In this increasingly crowded world, natural and manmade disasters will have ever larger consequences and will require a first response that is cohesive, efficient, and interdependent. Hurricanes and exploding oil wells along the U.S. Gulf Coast, tornadoes and floods in the heartland, and homegrown terrorist attacks such as the bombing of the Alfred P. Murrah Federal Building in Oklahoma City are all the domestic equivalents of war, assaulting the general welfare of the citizens affected, disrupting commerce and education, and destroying property values.
A new army of public service cadets could be a huge asset for federal, local, and international agencies responsible for managing the crises.
There is a long and rich national history of Americans finding common cause and responding with a common effort. Let us not forget that the Founding Fathers represented many beliefs but were bound together by a determination to establish free will as a governing principle.

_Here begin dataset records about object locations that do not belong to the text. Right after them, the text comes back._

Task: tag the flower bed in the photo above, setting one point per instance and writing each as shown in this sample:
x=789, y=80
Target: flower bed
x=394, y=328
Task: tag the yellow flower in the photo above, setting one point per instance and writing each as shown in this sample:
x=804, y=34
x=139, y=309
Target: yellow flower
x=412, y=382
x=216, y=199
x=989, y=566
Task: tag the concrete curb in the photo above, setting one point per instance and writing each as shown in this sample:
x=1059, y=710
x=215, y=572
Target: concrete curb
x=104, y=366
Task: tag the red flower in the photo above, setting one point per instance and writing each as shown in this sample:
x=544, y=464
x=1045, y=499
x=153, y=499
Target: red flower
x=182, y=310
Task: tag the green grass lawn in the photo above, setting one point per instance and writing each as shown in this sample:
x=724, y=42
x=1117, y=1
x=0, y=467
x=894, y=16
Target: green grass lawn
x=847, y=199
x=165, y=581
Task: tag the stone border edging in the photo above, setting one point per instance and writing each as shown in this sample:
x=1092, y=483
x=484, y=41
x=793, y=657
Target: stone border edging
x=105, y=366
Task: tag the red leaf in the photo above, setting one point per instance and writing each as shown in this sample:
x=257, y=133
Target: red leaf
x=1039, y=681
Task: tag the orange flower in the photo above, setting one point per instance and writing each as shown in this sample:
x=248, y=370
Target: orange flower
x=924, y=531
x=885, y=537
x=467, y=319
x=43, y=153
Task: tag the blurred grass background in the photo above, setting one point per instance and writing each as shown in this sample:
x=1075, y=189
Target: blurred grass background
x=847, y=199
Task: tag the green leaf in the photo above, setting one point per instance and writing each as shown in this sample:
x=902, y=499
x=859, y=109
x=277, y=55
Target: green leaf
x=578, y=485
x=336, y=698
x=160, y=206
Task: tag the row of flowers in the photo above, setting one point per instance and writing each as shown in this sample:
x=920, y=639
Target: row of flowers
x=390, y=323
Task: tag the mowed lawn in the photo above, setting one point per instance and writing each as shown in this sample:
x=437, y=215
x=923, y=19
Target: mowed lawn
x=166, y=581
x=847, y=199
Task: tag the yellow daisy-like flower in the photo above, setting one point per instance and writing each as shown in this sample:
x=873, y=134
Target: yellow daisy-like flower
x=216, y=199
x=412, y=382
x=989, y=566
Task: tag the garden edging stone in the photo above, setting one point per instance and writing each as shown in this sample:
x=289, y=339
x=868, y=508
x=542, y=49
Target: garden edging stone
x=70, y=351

The pioneers of the nineteenth century who pushed oxen teams and rode horses into the Great Plains and Rocky Mountain West were from different origins and brought with them different faiths but also a singular determination to expand their new country’s horizon and give it a latticework of community, economic development, and political opportunity. The organized labor movement of the early and mid-twentieth century was a courageous populist uprising against the rapacious exploitation of workers by wealthy interests who answered primarily to their own greed. The civil rights movement of the sixties forced a moral and legal resolution of racism by uniting like-minded citizens of many colors and standings.